March raised the knife and Hatter readied himself. "Goodbye, Matthew." His debt to the other man would have to be settled in another life. As the assassin lunged, Hatter kicked off the ground, sending the chair tipping backwards. The back hit the ground, jarring his injuries, but he barely felt it as he kicked out again, knocking his attacker back. Sliding his wrist down the arm of the chair, he gave himself the room to maneuver out of the seat and over the backrest.

Hatter got to his feet, lifting the chair as a shield between himself and March's razor sharp blade. He turned aside the first strike with the bent metal pipe legs of the chair. When the killer slashed at him again, this time a backhand, Hatter turned, offering up his wrist to the cutting edge. Like clockwork, the knife sliced right through the binding and freed his hand, his right hand, his sledgehammer. He reared back when the weapon came at him again, then snapped forward, putting all his momentum into the blow.

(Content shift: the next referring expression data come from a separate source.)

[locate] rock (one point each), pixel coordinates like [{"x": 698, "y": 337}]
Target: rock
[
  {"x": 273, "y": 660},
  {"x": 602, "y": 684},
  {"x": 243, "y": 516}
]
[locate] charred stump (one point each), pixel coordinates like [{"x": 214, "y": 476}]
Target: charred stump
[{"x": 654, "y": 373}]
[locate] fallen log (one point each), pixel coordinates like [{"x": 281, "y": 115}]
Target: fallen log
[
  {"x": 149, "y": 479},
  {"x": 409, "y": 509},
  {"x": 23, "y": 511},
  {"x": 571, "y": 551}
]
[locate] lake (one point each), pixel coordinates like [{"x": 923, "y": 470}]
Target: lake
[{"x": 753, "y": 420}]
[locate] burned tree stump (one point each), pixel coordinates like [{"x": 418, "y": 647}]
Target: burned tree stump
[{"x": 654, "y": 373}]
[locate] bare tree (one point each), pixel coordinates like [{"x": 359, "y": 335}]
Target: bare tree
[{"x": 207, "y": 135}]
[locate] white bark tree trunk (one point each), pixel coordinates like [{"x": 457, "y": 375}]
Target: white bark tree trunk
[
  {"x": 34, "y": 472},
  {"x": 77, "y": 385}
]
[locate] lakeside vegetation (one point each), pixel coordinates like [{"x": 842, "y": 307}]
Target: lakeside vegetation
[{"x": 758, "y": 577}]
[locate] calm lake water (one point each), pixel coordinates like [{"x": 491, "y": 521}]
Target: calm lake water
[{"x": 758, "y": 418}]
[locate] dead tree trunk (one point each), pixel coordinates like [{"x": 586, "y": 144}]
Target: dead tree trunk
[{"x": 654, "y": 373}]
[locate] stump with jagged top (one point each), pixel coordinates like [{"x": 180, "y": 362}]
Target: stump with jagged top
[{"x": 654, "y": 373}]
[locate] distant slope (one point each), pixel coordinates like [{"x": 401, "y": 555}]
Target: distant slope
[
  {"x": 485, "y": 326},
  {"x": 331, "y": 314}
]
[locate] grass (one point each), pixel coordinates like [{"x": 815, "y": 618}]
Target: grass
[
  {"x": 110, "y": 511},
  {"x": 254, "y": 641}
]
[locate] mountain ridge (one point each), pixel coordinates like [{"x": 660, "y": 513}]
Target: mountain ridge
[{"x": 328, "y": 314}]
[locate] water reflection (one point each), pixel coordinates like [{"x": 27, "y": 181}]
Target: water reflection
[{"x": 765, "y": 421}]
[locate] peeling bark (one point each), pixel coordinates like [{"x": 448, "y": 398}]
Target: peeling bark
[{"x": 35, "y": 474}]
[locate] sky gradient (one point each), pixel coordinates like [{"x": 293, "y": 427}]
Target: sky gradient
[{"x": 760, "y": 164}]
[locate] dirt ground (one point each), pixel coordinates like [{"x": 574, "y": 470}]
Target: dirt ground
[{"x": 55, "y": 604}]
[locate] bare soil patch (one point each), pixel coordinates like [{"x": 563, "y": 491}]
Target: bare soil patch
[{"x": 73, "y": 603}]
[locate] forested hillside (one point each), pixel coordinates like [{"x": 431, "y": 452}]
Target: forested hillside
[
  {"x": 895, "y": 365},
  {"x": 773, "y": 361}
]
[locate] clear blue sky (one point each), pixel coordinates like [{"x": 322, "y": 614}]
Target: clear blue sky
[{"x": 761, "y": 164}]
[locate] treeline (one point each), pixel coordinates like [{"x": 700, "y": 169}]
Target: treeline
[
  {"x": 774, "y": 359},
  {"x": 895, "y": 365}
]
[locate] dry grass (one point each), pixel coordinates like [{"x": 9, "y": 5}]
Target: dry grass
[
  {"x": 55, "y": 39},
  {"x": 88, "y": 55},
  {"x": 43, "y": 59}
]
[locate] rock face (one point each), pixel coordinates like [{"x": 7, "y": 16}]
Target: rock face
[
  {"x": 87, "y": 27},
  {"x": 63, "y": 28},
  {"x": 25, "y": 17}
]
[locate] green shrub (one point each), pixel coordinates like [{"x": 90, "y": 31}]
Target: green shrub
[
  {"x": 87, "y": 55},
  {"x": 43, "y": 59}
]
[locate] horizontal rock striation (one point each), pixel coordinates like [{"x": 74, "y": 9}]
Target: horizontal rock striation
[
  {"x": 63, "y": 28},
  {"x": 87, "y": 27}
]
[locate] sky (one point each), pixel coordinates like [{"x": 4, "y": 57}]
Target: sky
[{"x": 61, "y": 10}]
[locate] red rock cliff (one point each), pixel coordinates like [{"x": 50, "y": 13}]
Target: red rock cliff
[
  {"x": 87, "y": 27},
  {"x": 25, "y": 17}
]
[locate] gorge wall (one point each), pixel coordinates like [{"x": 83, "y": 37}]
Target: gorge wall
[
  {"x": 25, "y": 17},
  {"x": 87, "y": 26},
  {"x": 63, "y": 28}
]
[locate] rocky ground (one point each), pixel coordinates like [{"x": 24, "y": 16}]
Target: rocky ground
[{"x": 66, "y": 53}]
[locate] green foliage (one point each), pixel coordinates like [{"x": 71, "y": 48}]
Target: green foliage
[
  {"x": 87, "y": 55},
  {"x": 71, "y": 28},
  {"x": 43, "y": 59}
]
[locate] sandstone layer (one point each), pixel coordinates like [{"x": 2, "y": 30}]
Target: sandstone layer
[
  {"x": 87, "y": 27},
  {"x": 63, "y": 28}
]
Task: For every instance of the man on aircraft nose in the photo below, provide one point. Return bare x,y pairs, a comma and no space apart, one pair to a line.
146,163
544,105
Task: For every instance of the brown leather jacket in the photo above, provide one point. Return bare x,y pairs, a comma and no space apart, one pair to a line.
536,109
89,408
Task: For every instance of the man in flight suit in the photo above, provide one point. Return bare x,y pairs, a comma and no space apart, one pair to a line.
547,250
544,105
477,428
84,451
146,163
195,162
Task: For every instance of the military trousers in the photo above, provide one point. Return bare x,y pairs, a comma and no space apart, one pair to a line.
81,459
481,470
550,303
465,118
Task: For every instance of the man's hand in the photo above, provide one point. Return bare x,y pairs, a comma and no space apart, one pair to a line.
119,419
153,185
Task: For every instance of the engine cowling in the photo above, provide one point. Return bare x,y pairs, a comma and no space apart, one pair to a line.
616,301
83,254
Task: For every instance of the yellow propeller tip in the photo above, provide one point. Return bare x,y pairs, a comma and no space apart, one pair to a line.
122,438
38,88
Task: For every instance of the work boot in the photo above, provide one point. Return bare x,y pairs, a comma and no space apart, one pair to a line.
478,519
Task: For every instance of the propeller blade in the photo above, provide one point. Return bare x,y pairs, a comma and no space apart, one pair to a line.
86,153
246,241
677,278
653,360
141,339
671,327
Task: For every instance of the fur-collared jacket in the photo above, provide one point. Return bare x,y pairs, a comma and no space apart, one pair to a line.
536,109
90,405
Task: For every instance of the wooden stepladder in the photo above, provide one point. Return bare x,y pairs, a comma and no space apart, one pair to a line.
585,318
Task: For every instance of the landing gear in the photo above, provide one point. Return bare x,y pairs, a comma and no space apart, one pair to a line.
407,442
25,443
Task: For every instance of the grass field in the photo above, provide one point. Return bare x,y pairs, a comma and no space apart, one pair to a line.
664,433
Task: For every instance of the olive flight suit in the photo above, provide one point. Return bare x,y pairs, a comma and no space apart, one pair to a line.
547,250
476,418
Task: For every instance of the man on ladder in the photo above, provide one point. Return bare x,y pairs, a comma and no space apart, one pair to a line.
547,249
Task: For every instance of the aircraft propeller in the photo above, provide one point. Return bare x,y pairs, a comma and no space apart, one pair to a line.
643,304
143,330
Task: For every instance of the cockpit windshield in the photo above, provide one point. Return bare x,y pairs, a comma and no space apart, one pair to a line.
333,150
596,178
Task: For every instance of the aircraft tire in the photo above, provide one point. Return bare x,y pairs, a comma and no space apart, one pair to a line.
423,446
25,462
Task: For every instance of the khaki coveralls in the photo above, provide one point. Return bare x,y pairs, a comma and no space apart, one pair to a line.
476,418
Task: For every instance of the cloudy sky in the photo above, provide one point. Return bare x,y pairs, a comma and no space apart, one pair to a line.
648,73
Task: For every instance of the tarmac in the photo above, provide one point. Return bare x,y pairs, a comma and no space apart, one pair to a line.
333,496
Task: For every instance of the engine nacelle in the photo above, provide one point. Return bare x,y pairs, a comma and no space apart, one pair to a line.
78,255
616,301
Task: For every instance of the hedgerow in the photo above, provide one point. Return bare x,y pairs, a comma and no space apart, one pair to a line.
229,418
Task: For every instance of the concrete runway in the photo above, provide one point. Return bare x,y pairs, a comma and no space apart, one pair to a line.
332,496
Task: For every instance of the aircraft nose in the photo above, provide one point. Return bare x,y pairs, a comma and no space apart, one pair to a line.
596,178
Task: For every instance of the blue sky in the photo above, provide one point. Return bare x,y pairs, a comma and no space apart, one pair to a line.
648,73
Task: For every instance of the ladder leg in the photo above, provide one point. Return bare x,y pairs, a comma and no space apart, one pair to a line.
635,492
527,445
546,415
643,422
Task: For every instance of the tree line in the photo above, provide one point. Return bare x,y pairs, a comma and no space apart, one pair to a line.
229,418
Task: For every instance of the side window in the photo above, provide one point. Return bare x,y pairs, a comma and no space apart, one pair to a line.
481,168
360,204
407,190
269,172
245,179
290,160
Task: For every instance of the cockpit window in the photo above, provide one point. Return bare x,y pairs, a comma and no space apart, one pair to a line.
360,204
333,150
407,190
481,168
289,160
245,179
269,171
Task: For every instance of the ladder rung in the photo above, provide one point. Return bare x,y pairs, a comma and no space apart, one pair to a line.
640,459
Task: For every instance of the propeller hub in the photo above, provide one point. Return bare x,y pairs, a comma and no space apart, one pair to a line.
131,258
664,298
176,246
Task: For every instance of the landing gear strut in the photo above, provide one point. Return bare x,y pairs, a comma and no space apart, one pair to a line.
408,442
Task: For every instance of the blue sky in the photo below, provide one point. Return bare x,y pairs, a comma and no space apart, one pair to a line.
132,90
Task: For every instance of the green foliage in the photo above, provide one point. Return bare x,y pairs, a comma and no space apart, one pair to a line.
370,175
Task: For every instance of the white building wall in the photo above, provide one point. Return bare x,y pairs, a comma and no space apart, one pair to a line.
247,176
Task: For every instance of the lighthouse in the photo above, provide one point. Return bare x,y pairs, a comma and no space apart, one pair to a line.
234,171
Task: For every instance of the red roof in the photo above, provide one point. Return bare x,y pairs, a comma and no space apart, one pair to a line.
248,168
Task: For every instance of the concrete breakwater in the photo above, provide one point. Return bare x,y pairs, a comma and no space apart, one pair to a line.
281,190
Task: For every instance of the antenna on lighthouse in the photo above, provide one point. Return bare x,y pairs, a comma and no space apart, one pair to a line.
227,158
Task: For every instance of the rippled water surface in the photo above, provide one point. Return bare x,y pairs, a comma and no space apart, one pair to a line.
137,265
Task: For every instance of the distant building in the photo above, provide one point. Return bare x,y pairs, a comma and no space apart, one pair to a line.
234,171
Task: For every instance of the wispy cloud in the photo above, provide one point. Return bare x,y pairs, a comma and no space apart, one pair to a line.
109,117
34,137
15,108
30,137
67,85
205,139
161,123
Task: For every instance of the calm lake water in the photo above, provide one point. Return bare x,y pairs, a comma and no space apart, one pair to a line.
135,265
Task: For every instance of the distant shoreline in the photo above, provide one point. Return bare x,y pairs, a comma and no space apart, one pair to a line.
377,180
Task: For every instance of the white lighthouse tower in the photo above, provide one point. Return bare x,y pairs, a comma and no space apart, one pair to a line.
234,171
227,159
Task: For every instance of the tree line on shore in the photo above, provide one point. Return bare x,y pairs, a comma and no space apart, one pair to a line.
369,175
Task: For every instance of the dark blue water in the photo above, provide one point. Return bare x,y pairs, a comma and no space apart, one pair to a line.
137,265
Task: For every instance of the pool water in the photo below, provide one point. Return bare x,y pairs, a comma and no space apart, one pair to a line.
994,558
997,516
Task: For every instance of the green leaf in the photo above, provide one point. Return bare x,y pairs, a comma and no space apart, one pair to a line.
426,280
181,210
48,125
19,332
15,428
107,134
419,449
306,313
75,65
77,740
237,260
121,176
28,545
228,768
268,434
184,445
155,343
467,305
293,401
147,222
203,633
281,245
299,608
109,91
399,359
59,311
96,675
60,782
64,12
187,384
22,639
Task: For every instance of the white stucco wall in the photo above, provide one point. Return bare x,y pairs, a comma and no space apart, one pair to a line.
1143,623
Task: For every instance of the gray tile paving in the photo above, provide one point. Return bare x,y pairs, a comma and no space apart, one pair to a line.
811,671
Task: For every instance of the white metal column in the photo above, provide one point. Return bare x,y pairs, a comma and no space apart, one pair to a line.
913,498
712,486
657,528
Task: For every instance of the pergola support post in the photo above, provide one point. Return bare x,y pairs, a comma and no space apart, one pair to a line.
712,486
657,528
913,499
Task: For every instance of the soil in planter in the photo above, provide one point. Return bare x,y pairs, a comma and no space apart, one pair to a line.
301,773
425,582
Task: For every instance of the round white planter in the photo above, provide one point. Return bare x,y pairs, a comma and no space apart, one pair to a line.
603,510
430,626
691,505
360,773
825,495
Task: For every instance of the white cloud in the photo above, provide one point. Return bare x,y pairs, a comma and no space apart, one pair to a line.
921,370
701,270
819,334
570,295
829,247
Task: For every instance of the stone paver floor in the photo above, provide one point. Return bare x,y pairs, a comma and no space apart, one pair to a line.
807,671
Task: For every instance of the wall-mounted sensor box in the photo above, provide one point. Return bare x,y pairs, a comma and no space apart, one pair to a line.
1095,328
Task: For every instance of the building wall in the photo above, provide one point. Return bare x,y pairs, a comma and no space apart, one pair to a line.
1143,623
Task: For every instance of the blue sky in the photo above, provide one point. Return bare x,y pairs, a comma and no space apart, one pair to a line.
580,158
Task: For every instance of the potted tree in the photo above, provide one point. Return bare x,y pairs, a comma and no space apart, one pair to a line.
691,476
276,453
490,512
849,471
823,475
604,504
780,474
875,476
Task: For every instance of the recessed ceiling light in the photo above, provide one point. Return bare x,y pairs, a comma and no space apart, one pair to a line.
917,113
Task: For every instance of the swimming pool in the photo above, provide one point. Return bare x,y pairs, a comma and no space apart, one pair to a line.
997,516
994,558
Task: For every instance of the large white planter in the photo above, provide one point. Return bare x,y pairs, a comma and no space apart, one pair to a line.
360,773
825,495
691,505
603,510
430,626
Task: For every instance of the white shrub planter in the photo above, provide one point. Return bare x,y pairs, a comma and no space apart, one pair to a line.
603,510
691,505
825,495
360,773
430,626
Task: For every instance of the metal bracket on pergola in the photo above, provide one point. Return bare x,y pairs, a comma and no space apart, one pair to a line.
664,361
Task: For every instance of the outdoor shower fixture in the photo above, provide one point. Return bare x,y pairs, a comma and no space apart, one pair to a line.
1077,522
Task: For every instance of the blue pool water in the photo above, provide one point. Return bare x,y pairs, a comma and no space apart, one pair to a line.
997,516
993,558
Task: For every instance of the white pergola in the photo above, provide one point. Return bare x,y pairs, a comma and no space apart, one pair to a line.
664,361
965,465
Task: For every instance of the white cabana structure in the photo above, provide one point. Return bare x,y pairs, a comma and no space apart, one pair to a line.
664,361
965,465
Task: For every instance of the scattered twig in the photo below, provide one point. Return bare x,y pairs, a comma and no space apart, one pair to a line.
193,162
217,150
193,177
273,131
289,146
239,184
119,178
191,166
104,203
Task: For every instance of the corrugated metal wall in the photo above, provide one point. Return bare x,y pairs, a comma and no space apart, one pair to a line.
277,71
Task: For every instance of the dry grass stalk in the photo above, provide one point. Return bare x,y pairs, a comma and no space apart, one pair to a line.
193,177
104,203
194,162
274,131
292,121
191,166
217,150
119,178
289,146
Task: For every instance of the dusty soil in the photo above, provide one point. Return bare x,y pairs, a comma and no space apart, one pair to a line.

His fist connected with the rabbit head and the ceramic caved under his knuckles as easily as spun glass. March went down, twitching, the mechanism contained in the false head crackling and spitting sparks. Hatter lifted his boot and stomped on it, bringing an end to Mad March for the second time. He picked up the knife and cut through the strap that still held him to the chair and was free. Relatively free. He was still in the Truth Room, in the casino.

How the Hell was he supposed to get out? The moment he thought it, a door appeared. Good old Truth Room. Hatter started for the exit, but stopped just before grabbing the handle. He must look a sight, bloody and bruised. He'd be spotted right off as out of place if he ran out into the corridor looking like this. He looked around and on the ground a few feet away were his hat and coat. Wincing against the pain it cause, he pulled on the jacket. He ran fingers through his hair, trying to tame it just a little but before settling his hat on his head.

Yes, he was still bruised and bloodied, but at least he looked a bit put together. Right. Hatter opened the door and peeked into the hall. Empty. Lucky. He walked quickly, but carefully, retracing his steps the way he'd been dragged. His goal was the lift that would take him to the Royal airship, where he was dead certain Alice would be kept until tomorrow. This was crazier than trying to break her out of the casino in the first place had been, but that didn't stop him. His Alice needed him and come Hell or high water he would get to her. The ring, the Resistance, Hell, the whole rest of Wonderland could keep for the time being; it would still be there to worry about when Alice was safe and sound. Until then, nothing else mattered.


If you don't like the reasoning behind Hatter's rambling to March, I'm sorry. I tried my best to have it make sense. Hope this chapter lived up to your expectations.